Major reductions in the services for young people, particularly those benefiting from the Children’s Centres, are included in the CCC Business Plan.

8. Transport and Highways – as covered above under Parish issues, and Combined Authority below.

9.  Combined Authority: Since May 2017 there has been a ‘Combined Authority’ for Cambridgeshire and Peterborough with James Palmer (Conservative) as Mayor. This comprises Peterborough City Council (a unitary authority), the district councils of Huntingdonshire, Fenland, East Cambs, South Cambs and Cambridge City, and the County Council. The Mayor has a Cabinet comprising the Council Leaders from all the constituent councils, i.e. five Conservatives, one Labour and one Lib Dem, and there is also a scrutiny panel.

The Mayor has been focusing on getting grants particularly for transport improvement. The government has also allocated the CA money towards housing developments. The original ‘Devolution Deal’ provides an extra £20 million per year for the next 30 years and this is to be used for a wide range of infrastructure projects across the combined areas. The office of mayor and staff, originally costed at £800k per year, has now risen to nearly £6 million. The salary of the Mayor has risen to over £80k.

It is too early to evaluate the effectiveness of this new development. Some people are already saying that the introduction of a Combined Authority makes it unnecessary to have County and District Councils as well and perhaps one of the layers of local government could be pruned to save costs. Some critics of the Mayor point to the fact that nearly all his transport improvement schemes are based in the part of the county where he lives.  
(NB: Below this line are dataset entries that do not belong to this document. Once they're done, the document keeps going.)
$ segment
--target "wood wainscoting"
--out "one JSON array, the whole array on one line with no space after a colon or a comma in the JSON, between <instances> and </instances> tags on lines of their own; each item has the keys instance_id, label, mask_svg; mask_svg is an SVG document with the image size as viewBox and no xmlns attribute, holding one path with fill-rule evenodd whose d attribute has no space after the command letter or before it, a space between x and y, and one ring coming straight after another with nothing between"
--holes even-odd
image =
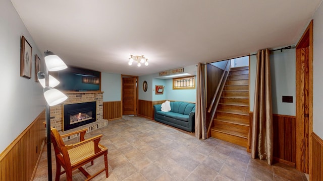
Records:
<instances>
[{"instance_id":1,"label":"wood wainscoting","mask_svg":"<svg viewBox=\"0 0 323 181\"><path fill-rule=\"evenodd\" d=\"M249 113L251 135L252 112ZM276 161L295 166L296 162L296 117L273 114L274 159ZM249 143L251 143L251 138ZM249 144L251 146L251 144ZM248 148L251 149L250 148Z\"/></svg>"},{"instance_id":2,"label":"wood wainscoting","mask_svg":"<svg viewBox=\"0 0 323 181\"><path fill-rule=\"evenodd\" d=\"M153 105L164 103L166 100L163 101L145 101L139 100L138 101L138 116L142 116L148 119L154 119Z\"/></svg>"},{"instance_id":3,"label":"wood wainscoting","mask_svg":"<svg viewBox=\"0 0 323 181\"><path fill-rule=\"evenodd\" d=\"M121 119L122 111L121 101L103 102L103 119L109 121Z\"/></svg>"},{"instance_id":4,"label":"wood wainscoting","mask_svg":"<svg viewBox=\"0 0 323 181\"><path fill-rule=\"evenodd\" d=\"M309 166L310 180L323 180L323 140L314 132L312 133L312 157Z\"/></svg>"},{"instance_id":5,"label":"wood wainscoting","mask_svg":"<svg viewBox=\"0 0 323 181\"><path fill-rule=\"evenodd\" d=\"M0 180L31 180L45 145L45 111L0 153Z\"/></svg>"}]
</instances>

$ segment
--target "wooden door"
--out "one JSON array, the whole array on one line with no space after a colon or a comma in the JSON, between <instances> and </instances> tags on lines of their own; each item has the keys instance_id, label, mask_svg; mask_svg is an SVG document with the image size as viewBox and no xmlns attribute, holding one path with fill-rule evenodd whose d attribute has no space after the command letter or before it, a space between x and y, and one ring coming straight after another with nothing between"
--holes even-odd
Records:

11. The future for local government services and implication for communities:

It is clear that the structure and funding of local government as we have known it for many years is changing. The Local Government Association, a cross-party organisation, is sounding the alarm-bells. Lord Porter, the LGA Chairman (Conservative) said in March 2019: ‘Even if we scale back all our discretionary services, we will not be able to fill the funding gap facing children’s services, adult social care and homelessness, nor meet the rising demand for these statutory services.’

In recent months the truth of that statement has become increasingly apparent. Our neighbouring county, Northamptonshire, has collapsed financially. Cambs CC imposed a 1.2% salary cut on its employees last Christmas.
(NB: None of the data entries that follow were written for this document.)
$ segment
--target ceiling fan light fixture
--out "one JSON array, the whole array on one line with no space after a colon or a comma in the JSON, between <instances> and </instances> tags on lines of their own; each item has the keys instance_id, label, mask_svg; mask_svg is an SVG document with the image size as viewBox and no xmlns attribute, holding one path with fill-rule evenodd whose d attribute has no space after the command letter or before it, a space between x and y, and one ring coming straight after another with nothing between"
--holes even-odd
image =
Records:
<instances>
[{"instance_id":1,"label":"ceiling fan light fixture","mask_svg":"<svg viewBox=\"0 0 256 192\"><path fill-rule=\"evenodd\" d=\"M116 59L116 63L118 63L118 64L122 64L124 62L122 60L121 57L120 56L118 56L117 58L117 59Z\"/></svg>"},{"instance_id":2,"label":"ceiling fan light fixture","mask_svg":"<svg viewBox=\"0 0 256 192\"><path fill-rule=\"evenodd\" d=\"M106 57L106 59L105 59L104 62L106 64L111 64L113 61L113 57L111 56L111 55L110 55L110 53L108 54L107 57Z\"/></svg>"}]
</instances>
The growing expectation is that services will be ‘transformed’ and local groups – parish councils, voluntary groups – will come to the rescue of those people in the greatest need.

The County Council is working hard on making savings in its procedures and in increasing income. It has set itself up as a property company and is trying to sell off some of its land holdings for housing, though processes lack transparency and actions are sometimes at odds with the interests of local communities. It is also planning to move its HQ offices out of Shire Hall in Cambridge to a new building in Alconbury Weald off the A1 north of Huntingdon. This will enable Shire Hall to be leased, possibly as a luxury hotel. The new building will be much smaller than the current Shire Hall and more staff will be located in some of the existing council properties.  A concern is lack of public transport to Alconbury.

12. National uncertainty

While this is a time of uncertainty, we do know for sure is that exciting the EU carries negative implications for local government. The County Council’s Audit and Accounts Committee has considered a report on the potential local impact of Brexit.  It listed 16 potential risks, of which 10 have been scored as having potentially high or very high impact should they come into effect. These include:

  • Workforce recruitment and retention, both within the council and in the services we commission. Health and social care workforces are already facing shortages
  • Ensuring EU citizens are fully informed, especially those who are vulnerable and for whom we have a statutory responsibility
  • Community reactions, including increased community tensions
  • Impact on council finances from a national financial downturn
  • Interruption to supplies and services, including medicines and fuel
  • Impact on travel and road infrastructure caused by disruption to and from ports

If you’ve read this far, I hope this report has been useful!